Wednesday 30 January 2013

Get WithThe Plan!

Take a look at our funky new publication Get with the Plan now available on-line. This is aimed at introducing patients and families to the new holistic Care and Treatment Plans which all users of secondary mental health services should have by June 2013.

The legal right to the Plan kicked in from June last year but if you previously had a CPA plan in place before June then you must get a new-style Plan within a year of that CPA Plan's date - so all old-style CPA Plans should be superseded by June this year. It sounds complicated but this is important stuff and has the potential to improve mental health services in Wales dramatically if (1) the Plans are done well and (2) they are delivered on.

The key to getting your Plan done well is to use our comprehensive Guide launched by the Minister of Health last year - see this link. Incidentally the new "Get with the Plan" leaflet is not a substitute for the comprehensive Guide but is a useful introduction to a necessarily complex personal planning process.

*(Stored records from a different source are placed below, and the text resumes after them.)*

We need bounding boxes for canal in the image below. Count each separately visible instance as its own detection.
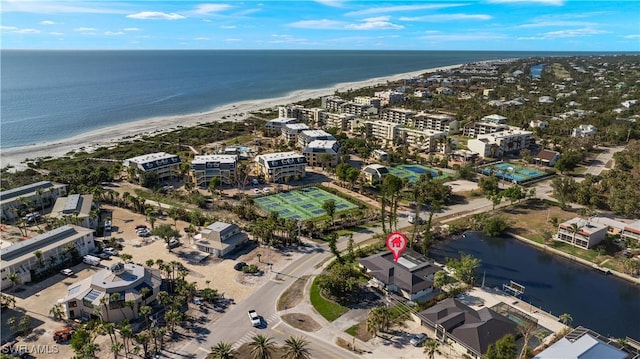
[429,232,640,340]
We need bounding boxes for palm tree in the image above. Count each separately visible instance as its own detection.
[249,334,276,359]
[283,337,311,359]
[422,339,440,359]
[209,342,237,359]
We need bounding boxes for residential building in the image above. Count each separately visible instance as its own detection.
[418,298,517,358]
[298,130,336,148]
[533,148,560,167]
[380,108,416,126]
[413,112,460,134]
[467,129,533,158]
[0,225,96,290]
[122,152,182,181]
[302,140,340,167]
[264,117,298,137]
[59,263,162,323]
[49,194,98,229]
[571,125,598,137]
[362,163,389,184]
[556,217,607,249]
[620,221,640,243]
[193,222,249,257]
[533,327,636,359]
[0,181,68,222]
[282,123,309,143]
[255,152,307,182]
[191,155,238,188]
[358,249,442,301]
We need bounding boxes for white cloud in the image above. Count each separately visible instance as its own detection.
[345,4,465,16]
[11,29,40,34]
[127,11,185,20]
[398,14,493,22]
[488,0,565,6]
[191,4,231,15]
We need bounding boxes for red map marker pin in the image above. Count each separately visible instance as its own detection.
[387,232,407,262]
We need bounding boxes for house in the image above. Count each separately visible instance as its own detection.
[362,163,389,184]
[49,194,98,229]
[358,249,442,301]
[255,152,307,182]
[533,148,560,167]
[191,155,238,188]
[556,217,608,249]
[58,263,162,323]
[0,181,68,222]
[0,225,96,289]
[418,298,517,358]
[533,327,632,359]
[571,125,598,137]
[302,140,340,167]
[122,152,182,181]
[193,222,249,257]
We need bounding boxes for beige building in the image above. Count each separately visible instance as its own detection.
[0,225,96,290]
[122,152,181,181]
[255,152,307,182]
[556,217,608,249]
[59,263,162,323]
[0,181,68,222]
[193,222,249,257]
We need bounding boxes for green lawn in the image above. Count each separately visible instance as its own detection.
[309,278,349,322]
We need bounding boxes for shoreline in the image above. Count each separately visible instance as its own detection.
[0,64,464,171]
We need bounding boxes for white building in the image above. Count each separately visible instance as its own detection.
[467,129,533,158]
[0,225,96,290]
[59,263,162,323]
[302,140,340,167]
[191,155,238,188]
[264,117,298,136]
[255,152,307,182]
[0,181,68,222]
[122,152,182,181]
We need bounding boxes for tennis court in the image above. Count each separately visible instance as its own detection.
[389,165,450,183]
[482,162,545,183]
[254,187,358,221]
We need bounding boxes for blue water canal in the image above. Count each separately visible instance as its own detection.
[430,233,640,340]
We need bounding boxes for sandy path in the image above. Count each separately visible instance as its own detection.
[0,65,461,170]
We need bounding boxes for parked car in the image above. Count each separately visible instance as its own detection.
[60,268,73,277]
[409,333,427,347]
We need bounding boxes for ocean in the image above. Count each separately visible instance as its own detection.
[0,50,616,148]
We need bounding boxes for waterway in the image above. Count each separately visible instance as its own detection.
[430,232,640,340]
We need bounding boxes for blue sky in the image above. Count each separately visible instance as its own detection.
[0,0,640,51]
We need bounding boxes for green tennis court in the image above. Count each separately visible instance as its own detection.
[254,187,358,221]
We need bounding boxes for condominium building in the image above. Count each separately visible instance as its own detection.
[282,123,309,143]
[298,130,336,148]
[413,112,460,134]
[557,217,608,248]
[122,152,182,181]
[191,155,238,188]
[0,181,68,222]
[467,129,533,158]
[59,263,162,323]
[264,117,298,137]
[380,108,416,126]
[302,140,340,167]
[0,225,96,290]
[255,152,307,182]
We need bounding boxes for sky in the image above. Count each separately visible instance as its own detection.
[0,0,640,52]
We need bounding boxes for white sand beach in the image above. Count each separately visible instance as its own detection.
[0,65,462,170]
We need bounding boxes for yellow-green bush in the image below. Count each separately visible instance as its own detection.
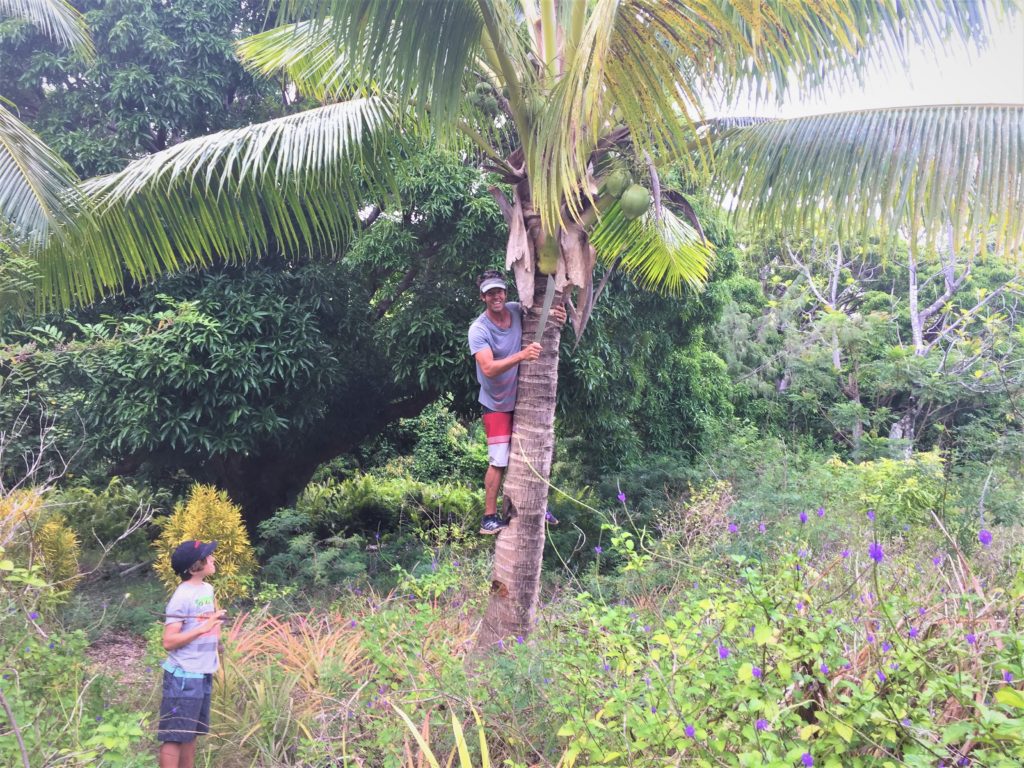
[34,515,79,591]
[153,484,256,602]
[0,488,80,597]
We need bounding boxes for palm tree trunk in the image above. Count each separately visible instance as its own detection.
[476,274,561,651]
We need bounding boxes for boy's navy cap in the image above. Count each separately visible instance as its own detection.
[171,542,217,575]
[480,278,508,293]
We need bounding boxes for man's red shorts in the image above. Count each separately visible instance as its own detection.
[483,411,512,468]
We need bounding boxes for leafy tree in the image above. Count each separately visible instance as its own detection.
[0,151,501,524]
[715,238,1024,459]
[18,0,1024,646]
[0,0,283,175]
[0,0,92,244]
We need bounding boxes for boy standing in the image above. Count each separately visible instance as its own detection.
[157,541,224,768]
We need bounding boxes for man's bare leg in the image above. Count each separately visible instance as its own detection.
[483,464,505,515]
[160,741,196,768]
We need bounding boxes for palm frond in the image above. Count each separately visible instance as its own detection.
[590,203,714,296]
[527,0,1016,231]
[717,105,1024,256]
[695,0,1019,105]
[237,19,376,101]
[270,0,483,122]
[0,104,85,244]
[40,98,401,304]
[0,0,92,55]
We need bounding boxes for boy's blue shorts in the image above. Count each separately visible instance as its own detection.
[157,669,213,743]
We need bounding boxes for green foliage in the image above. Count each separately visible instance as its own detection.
[154,484,256,603]
[0,0,275,176]
[169,487,1024,768]
[51,477,170,562]
[0,490,155,768]
[253,473,483,587]
[0,487,80,603]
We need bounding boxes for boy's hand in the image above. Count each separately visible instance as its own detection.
[199,610,227,633]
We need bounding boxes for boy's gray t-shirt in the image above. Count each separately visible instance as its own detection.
[164,582,220,675]
[469,301,522,413]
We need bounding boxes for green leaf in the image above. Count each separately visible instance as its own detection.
[754,626,775,645]
[995,688,1024,710]
[833,720,853,743]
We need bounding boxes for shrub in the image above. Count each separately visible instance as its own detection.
[34,515,79,591]
[154,484,256,602]
[53,477,170,562]
[253,474,483,586]
[0,488,79,604]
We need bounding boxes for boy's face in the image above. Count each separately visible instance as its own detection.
[480,288,506,312]
[203,554,217,579]
[191,555,217,579]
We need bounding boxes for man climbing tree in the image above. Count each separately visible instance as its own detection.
[469,269,565,536]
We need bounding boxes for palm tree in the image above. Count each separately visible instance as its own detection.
[0,0,91,244]
[18,0,1024,647]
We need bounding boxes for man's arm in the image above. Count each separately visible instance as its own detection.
[163,610,227,650]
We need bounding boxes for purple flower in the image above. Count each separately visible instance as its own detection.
[867,542,886,562]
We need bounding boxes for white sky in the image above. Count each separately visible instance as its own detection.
[727,14,1024,118]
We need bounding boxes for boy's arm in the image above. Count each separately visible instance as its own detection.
[163,610,226,650]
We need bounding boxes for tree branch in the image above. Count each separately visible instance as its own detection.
[0,688,32,768]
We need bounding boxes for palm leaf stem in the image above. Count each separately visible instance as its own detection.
[479,0,529,156]
[458,120,515,175]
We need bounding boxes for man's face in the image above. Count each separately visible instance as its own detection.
[480,288,505,312]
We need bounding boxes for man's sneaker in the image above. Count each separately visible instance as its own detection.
[480,515,509,536]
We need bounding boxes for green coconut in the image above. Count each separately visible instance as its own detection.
[604,168,633,198]
[618,184,650,219]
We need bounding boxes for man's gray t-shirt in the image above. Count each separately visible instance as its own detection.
[164,582,220,675]
[469,301,522,413]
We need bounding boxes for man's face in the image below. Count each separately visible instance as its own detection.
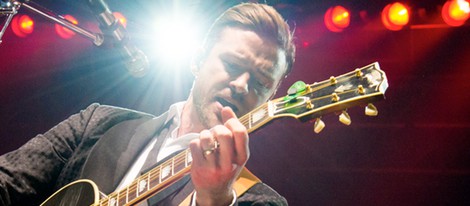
[192,27,286,128]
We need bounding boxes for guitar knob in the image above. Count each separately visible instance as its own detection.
[365,103,379,116]
[339,111,351,125]
[313,118,325,134]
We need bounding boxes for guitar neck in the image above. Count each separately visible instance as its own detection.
[100,109,270,206]
[100,62,388,206]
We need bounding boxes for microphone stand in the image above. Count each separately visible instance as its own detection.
[0,0,104,46]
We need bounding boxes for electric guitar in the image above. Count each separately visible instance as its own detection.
[41,62,388,206]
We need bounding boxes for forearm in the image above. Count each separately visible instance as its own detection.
[0,106,96,205]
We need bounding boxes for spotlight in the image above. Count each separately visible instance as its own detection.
[442,0,470,26]
[113,11,127,28]
[382,2,410,31]
[55,14,78,39]
[11,15,34,37]
[324,6,351,32]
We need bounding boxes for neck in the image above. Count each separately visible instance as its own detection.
[178,95,205,137]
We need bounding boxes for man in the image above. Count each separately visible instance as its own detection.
[0,3,295,205]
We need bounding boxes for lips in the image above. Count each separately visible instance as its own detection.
[215,97,238,113]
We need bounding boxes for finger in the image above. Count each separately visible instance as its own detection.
[211,125,235,173]
[221,107,237,123]
[224,118,250,165]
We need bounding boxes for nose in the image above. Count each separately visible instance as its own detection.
[230,72,250,94]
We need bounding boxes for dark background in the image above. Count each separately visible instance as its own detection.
[0,0,470,205]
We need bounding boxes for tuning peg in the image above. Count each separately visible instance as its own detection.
[365,103,379,116]
[313,118,325,134]
[339,111,351,125]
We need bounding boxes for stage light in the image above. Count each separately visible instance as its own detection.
[113,11,127,28]
[442,0,470,26]
[55,14,78,39]
[382,2,410,31]
[11,15,34,37]
[324,6,351,32]
[151,11,203,67]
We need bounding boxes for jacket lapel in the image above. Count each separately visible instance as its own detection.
[81,113,168,194]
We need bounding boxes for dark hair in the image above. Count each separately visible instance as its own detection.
[203,3,295,75]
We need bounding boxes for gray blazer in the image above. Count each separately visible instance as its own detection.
[0,104,287,205]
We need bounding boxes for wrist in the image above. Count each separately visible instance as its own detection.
[191,189,237,206]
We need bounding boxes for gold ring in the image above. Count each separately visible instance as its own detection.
[203,140,220,156]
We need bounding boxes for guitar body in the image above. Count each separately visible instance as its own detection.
[41,179,100,206]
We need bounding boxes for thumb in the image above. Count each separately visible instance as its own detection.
[221,107,237,123]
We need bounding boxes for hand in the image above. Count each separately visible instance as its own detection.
[189,107,250,205]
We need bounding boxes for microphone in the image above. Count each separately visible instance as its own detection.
[87,0,149,77]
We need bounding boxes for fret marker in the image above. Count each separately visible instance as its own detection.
[139,180,147,193]
[186,152,193,166]
[109,198,116,206]
[251,109,266,123]
[161,165,171,180]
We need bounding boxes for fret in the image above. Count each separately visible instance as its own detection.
[171,155,174,176]
[173,152,187,173]
[245,113,253,129]
[128,181,138,200]
[160,161,172,182]
[149,167,160,188]
[136,175,148,197]
[108,193,117,206]
[184,149,193,167]
[118,187,127,205]
[145,172,150,190]
[100,197,108,206]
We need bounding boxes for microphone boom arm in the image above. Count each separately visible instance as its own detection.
[0,0,104,46]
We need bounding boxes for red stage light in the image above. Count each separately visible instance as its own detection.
[382,2,410,31]
[324,6,351,32]
[442,0,470,26]
[55,14,78,39]
[11,15,34,37]
[113,12,127,28]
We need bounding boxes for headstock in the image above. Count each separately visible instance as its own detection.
[267,62,388,133]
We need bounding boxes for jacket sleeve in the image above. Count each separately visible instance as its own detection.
[0,104,99,205]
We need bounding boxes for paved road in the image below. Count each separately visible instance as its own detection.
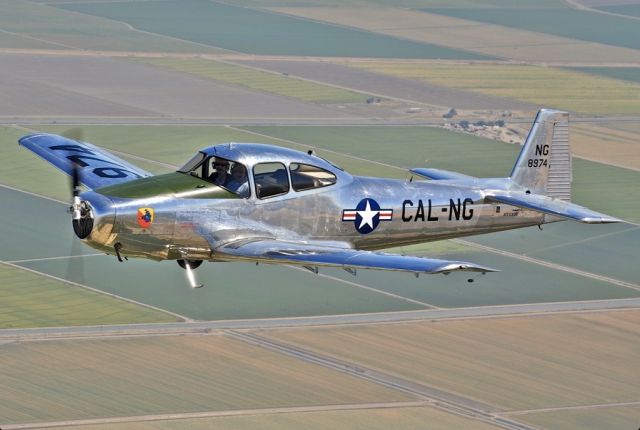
[226,331,534,430]
[2,401,429,430]
[0,298,640,341]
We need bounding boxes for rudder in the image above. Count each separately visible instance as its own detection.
[511,109,572,201]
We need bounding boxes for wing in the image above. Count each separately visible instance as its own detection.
[409,167,476,181]
[215,239,497,273]
[487,191,622,224]
[18,134,152,189]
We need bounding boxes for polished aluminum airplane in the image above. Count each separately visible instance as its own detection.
[19,109,620,287]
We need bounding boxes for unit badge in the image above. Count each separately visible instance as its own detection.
[137,208,154,228]
[342,198,393,234]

Not that people seem to need much encouragement to look at the full Guide - we have distributed 31,000 copies already - strictly on request not speculatively! And watch this space for some excellent training materials to back up the Guide which we are developing with our friends in the Mental Health Foundation and Bipolar UK.


It's sunny today and not so bad last weekend either when I was putting into action my own holistic life plans for physical health (by going for some vigorous walks) and for hobbies and interests (by taking a camera). This was 9.50am Saturday from the dungeon of Dinefwr Castle...

And it's getting ever so slightly lighter of course: this is 4.20pm the same day...

Thursday 24 January 2013


My "small breakfast" at the excellent Coffee Corner in Colwyn Bay high street this morning, a welcome change from the relentless 200 calorie limit strictly enforced at Blog Towers

I am in the midst of a UK-wide motor tour seeing at first hand the apocalyptic band of unprecedented weather which has invested the country (or, alternatively, a flurry of snow quite unremarkable for the time of year).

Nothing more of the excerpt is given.